A guy on the bus said he was smart.  He just didn’t apply himself.  He’d be smarter to apply himself.  I believe we are all smarter than we know, each with amazing potential, given the right conditions.

A lack of preparation almost always meets up with failure.  And the more preparation we do, the better our chances of success.

Sometimes we luck out with the right circumstances for academic success.  Other times, we have to work hard to build those circumstances.  Either way, our potential is unlimited.

“Dropping out of school” (Ackerman & Puglisi, 2017, 37%).

Please, never do this.  Make changes first.  In the undergrad, I almost quit school because of social pressure.  If I had, I would’ve lost my chance at not just a graduate degree, but any degree.  And going back would’ve been so much harder the second time around.  Many graduate students consider quitting, too.    Hang in there.  Make changes.  Ask for concessions.  Double your efforts.  But never quit.

 

In addition, they suggest you try to avoid changing your focus to an easier field of academics, even if it’s less rewarding” (Ackerman & Puglisi, 2017, 37%).

Due to academic pressure, you might switch fields.  But be careful: your heart can take you far.  If you’ve got passion for a field, you might gain more success if you tread the harder, more rewarding path.  After all, have you seen the license plate on the Porsche that reads 2.64 GPA?  And often A students work for B students for companies owned by C students.

In addition to avoiding certain behaviors, Ackerman and Puglisi provide a number of things you should do:

“Redoube your efforts in hopes of turning things around” (Ackerman & Puglisi, 2017, 37%).

If you find yourself falling behind or getting lower grades, don’t fret.  Spend more time in studies, reduce your course load, get better study habits, whatever puts that fire back in your belly.  Even just reading grammar books and books on writing can earn you higher grades.  But if you drink or do drugs, consider dropping these habits.  They only hurt your grade, not help.

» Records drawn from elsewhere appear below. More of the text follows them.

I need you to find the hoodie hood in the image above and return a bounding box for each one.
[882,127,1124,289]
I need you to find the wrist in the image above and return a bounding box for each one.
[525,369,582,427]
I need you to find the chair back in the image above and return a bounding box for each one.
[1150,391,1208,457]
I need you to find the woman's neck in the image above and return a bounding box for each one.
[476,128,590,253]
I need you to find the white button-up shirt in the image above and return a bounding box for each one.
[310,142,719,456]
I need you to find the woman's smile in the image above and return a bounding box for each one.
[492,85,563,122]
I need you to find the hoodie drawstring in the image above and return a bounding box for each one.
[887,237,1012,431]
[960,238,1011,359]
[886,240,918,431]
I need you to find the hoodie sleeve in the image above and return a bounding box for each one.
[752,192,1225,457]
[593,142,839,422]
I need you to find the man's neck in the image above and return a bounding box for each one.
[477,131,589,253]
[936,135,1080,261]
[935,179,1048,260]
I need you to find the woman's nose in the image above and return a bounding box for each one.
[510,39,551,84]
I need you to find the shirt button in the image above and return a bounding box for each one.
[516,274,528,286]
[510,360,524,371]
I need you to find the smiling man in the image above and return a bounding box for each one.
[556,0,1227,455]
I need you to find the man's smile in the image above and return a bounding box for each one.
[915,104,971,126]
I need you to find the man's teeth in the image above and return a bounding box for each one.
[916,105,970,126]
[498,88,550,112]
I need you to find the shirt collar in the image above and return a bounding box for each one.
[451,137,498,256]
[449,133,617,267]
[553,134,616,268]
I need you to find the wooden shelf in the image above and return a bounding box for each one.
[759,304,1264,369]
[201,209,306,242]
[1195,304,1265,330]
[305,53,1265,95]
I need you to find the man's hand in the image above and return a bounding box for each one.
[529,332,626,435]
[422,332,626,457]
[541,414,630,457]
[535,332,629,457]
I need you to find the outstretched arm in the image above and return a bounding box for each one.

“Seek out tutors or study groups (37%).

Post an ad at your nearest university requesting a tutor.  Ask for a graduate level tutor.  Or pay for tutoring from a local tutoring business.  You can also contact an online agency as tutoring can be done through Skype or other software.

“Ask for more time on assignments or offering to do additional work for extra credit” (Ackerman & Puglisi, 2017, 37%).

If you’ve got a disability, such as ADHD, anxiety, or dyslexia, definitely see if you can swap an exam with a project or term paper.  AU’s Accessibility Services may help advocate on your behalf.

Even without a disability, you could get an extension if you explain your circumstances—to a merciful professor.

“Ask a trusted adult for help if home circumstances are beyond your ability to manage” (Ackerman & Puglisi, 2017, 37%).

Do you spend hours caring for family?  Cooking endless meals?  Scrubbing dishes and floors?  And, oh, the laundry—the endless laundry.

It’s a challenge to shift priorities from a loved one to a textbook, but the payoff will be huge.  If you can delegate or trade-off responsibilities, maybe even carpool, you’ve got an edge.

So, the above sums up how not to fail at school.  And if you’ve got a desire to get straight A’s, just think of the PhD who spent k-12 almost entirely in the special class.

References

Ackerman, Angela, & Puglisi, Becca.  (2017).  The Emotional Wound Thesaurus: A Writer’s Guide to Psychological Trauma.  [Kindle].  Retrieved from amazon.ca.